Saturday a week ago, my friend and co-worker Venkata came to town from Fremont, attired in tan cargo pants, a red form-fitting long-sleeved t-shirt, red shoes, and mirrored sunglasses, looking like an international movie star. He favors a formidable-smelling cologne, so I had to tell him beforehand that I’ve become ultra-sensitive to smells and need to avoid perfume and cologne, and he graciously said he’d skip that aspect of his toilette.
Venkata and I had brunch at Boogaloo’s on Valencia St. at 22nd, where I’d never been, because there are always a lot of people standing around outside at that time on weekends, so I assumed the wait would be lengthy, but after Venkata wrote his name down, it was only ten minutes or so. The atmosphere inside was low-key and pleasant, with children’s artwork on the walls, and the only noise was conversation—no loud music. My homefries and biscuit were superb. Scrambled eggs with avocado, mushrooms and yellow onion were kind of dry. If there is another occasion, maybe it would be better to get plain scrambled eggs. The prices were very reasonable. Recommended as a breakfast spot. Venkata had the desayuno tipico (Spanish for “typical breakfast”), with scrambled eggs, beans, salsa, tamarind sour cream, and a sort of corn cake. He said all of it was good.
After that, we walked for a bit on 24th St. east of Mission St., but not very far. Venkata doesn’t believe in walking for even ten minutes, and doesn’t go to the gym or ride a bicycle or anything like that. Fortunately, he never overeats and so he remains a slender, fit-looking young man. I hope he’s that rare person who can maintain perfect health indefinitely without exercising.
I came home and called my father to wish him a happy mother’s day—he was just going out to do an errand—and then my mother. We talked for about 45 minutes. Her spring gardening has begun and she has acquired an add-on for Firefox. We discussed a couple of things we’d both read in The New Yorker. Then David and Lisa and I had a very extended chat on the phone, which we do every now and then, and which is always fun. We discussed work and non-work and their newish and very cute cat, JoJo.

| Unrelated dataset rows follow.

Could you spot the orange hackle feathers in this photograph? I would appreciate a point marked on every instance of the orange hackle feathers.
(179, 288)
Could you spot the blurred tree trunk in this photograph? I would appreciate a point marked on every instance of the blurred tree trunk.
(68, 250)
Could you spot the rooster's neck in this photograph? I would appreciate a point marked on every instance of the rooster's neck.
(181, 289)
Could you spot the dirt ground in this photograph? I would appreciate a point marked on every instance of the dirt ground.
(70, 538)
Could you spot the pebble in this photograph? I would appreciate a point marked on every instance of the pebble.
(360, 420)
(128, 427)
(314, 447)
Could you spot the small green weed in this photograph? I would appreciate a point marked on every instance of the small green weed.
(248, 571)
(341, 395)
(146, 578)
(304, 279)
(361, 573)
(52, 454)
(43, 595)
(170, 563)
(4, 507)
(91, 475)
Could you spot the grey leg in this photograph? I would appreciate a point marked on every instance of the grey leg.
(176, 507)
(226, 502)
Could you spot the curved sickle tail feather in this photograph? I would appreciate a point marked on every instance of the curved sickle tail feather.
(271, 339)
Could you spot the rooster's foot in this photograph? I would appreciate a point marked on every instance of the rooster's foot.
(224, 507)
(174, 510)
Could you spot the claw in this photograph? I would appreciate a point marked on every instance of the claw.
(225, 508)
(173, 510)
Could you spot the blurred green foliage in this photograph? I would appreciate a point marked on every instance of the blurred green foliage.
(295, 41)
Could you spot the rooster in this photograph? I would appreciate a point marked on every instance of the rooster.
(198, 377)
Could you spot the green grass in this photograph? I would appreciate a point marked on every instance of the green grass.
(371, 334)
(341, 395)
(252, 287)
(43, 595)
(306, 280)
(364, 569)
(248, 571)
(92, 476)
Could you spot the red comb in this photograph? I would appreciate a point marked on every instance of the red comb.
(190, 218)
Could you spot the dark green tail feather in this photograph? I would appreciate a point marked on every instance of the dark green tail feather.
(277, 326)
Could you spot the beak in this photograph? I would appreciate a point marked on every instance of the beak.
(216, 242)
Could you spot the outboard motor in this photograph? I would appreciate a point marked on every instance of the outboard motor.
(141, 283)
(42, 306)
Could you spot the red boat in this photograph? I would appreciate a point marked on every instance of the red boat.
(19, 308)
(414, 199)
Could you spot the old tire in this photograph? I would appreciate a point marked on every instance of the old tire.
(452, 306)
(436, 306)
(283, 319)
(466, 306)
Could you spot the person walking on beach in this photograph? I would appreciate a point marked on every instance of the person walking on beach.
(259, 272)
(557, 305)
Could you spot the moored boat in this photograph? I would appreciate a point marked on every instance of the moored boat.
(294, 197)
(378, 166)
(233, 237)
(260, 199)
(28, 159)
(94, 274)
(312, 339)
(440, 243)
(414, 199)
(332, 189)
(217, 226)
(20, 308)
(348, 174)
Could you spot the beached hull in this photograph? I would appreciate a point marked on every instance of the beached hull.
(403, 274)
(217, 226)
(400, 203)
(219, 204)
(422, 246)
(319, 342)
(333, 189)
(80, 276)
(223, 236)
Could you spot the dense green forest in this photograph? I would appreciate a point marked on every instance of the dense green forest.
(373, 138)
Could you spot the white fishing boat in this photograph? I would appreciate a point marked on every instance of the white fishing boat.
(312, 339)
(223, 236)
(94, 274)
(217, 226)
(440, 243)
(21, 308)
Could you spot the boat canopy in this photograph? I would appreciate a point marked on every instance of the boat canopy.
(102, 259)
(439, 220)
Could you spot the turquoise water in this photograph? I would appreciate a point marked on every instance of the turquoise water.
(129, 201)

I’d thought I might go out for a proper walk, but by then the wind had really picked up—it had been very windy for several days in a row (which I think is going to be more and more of a problem as the climate changes)—so I made dinner and then watched A Teacher, which I was very impressed by. It’s about a high-school teacher in Texas who is sexually involved with one of her students. You know that’s not going to end well, but several times when I thought I knew what was going to happen next, I was wrong, and my initial assumptions about the relationship were not entirely correct. The two lead actors, Lindsay Burdge and Will Brittain, were superb. Both have the ability to project tremendous charisma and attractiveness, and both, especially Burdge, also have the ability to appear plain and even ugly. Her face is remarkably expressive.
The next day, Sunday, I cooked green split peas and buckwheat, and chopped up vegetables, and in the evening, Lesley and I went over to Eugene Cash’s sangha, where I would go every single week if it were at a more convenient time of week, but where I haven’t been in a year or so. He was fresh back from a retreat with Sayadaw U Tejaniya, at Insight Meditation Society, which is in Massachusetts, the sibling of Spirit Rock. (IMS was started by Joseph Goldstein, Sharon Salzberg and Jack Kornfield, and then Jack came west and started Spirit Rock.)

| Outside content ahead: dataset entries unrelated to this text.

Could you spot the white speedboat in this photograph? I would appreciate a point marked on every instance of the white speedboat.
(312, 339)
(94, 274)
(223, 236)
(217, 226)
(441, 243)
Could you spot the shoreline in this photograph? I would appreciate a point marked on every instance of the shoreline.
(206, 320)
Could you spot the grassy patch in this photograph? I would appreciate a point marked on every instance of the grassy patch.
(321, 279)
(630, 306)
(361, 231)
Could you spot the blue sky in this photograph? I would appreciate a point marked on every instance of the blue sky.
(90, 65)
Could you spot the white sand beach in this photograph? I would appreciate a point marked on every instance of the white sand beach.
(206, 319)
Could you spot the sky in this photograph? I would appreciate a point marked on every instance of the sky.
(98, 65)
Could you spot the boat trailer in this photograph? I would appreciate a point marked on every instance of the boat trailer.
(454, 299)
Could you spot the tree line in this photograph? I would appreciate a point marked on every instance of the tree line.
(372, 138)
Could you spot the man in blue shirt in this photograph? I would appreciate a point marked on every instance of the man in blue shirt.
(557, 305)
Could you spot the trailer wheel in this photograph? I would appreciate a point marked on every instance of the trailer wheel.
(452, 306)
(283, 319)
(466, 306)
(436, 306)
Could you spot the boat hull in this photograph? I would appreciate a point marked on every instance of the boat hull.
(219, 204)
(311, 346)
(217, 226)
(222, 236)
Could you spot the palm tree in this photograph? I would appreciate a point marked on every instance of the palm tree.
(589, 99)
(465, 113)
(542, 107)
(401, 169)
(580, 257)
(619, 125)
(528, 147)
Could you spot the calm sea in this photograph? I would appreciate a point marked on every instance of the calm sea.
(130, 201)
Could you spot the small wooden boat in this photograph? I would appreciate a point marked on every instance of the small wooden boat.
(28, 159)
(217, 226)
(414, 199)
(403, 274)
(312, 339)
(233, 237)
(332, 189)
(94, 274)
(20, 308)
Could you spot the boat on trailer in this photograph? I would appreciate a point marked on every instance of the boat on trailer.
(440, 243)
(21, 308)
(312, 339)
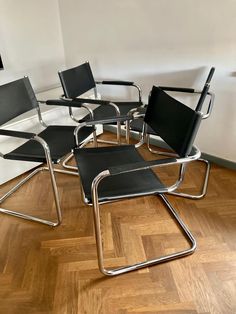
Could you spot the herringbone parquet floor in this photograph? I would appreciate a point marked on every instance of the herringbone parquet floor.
(46, 270)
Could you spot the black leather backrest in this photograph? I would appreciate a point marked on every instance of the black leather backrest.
(76, 81)
(174, 122)
(16, 97)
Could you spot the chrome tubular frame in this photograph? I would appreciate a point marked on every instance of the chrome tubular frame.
(204, 186)
(54, 188)
(150, 262)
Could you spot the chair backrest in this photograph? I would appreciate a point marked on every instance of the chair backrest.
(174, 122)
(205, 90)
(16, 97)
(77, 80)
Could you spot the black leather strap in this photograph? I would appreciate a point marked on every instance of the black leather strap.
(177, 89)
(109, 120)
(26, 135)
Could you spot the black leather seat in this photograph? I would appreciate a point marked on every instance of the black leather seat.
(49, 146)
(146, 131)
(117, 172)
(78, 80)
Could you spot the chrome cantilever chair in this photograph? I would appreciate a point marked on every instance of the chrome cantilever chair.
(49, 146)
(78, 80)
(117, 172)
(145, 131)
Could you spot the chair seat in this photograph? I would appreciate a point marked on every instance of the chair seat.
(137, 125)
(91, 161)
(108, 111)
(59, 138)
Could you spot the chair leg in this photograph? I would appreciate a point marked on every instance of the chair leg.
(147, 263)
(204, 185)
(29, 217)
(206, 177)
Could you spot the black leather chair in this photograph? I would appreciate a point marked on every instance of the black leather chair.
(78, 80)
(49, 146)
(117, 172)
(138, 125)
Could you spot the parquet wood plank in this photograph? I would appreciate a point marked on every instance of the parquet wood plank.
(54, 271)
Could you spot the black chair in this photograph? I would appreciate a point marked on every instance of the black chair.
(49, 146)
(78, 80)
(118, 172)
(145, 131)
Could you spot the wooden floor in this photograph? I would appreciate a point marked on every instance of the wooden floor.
(46, 270)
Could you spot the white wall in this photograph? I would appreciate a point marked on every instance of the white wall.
(161, 42)
(31, 41)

When Eugene was giving us meditation instructions at the beginning of the sitting period, he said something like, “Do nothing. Do nothing, and notice what you’re aware of.” (You can probably hear this talk online at some point and hear what he actually said.)
As for the retreat, he said that Sayadaw U Tejaniya said it was fine to sit with your eyes closed or open—he wants intensive practice to mimic daily life as much as possible, for maximum utility. If everything on retreat is different from your daily life, it can be hard to figure out how to bring your practice into your life, or, as Howie thinks of it, to bring your life into your practice. If on retreat you do many of the things you do while not on retreat—go here, go there, decide what to do next, have your eyes open—with encouragement to sustain awareness throughout, that should translate more readily to daily life.
Yogis were invited to walk at a normal pace and there was even a bit of chatting, since we do do some of that in the course of most days, and Eugene reported that not a single dharma talk was given and no bells were rung. (Really—none? We had fewer bells on the Tejaniya-style retreat at Spirit Rock, but not none. But then, Sayadaw himself was not there.) He said that Sayadaw would come into the morning sitting and everyone would bow, as is customary and respectful, and he would give some instructions or share some thoughts while people sat, and then he would leave, sometimes unnoticed, and if people began to bow as he left, he would discourage that.
Twice a day, he met with groups of about 15 people, and Eugene said that is where the bulk of the teaching took place, via those questions and answers.
I think I’ll experiment with the “Do nothing” instruction. I really appreciate the simplicity of this approach, the draining away of strain and tension.